# one fan with two remotes?



## vinny186 (Feb 2, 2017)

Can I control one ceiling fan with two remotes?

I'd like to have one by my bed and one on the wall.


----------



## nealtw (Feb 2, 2017)

vinny186 said:


> Can I control one ceiling fan with two remotes?
> 
> I'd like to have one by my bed and one on the wall.
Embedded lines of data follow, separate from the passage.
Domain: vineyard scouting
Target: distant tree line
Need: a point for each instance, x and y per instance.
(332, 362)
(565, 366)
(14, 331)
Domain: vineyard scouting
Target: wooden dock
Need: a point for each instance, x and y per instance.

It can be done, they discuss programming here.
http://www.hunterfan.com/getattachm...c29c392ecc/MultiplePlatformRemotesEnglish.pdf


----------



## Snoonyb (Feb 2, 2017)

HD and Lowe's both sell fans, programable switches and remotes in a configuration that will fill your needs.


----------



## vinny186 (Feb 5, 2017)

Here are the instructions from the Hunter site for operating one fan with two remotes.
"If you want to install one fan operating on multiple remote controls, simply follow the instructions in your Owner&#8217;s
Manuals, including the remote control pairing instructions. Each remote must be paired within 3 minutes of restoring
power to your fan."

I've never seen "remote pairing" instructions with any fan remote - of course I've never actually read the instructions. Other than making the setting the same on both remotes and the receiver, is there anything else required to pair? And I don't see how getting power to the fan within 3 minutes would make a difference.


----------



## Snoonyb (Feb 5, 2017)

The three min. is sufficient time to "pair" the remotes, beyond which there is a lockout that prevents other wifi and RF devices from influencing the operation.


----------



## vinny186 (Feb 24, 2017)

It was much easier than I thought it would be. I bought another remote and set all the dip switches to match one another and now both remotes control the fan.


----------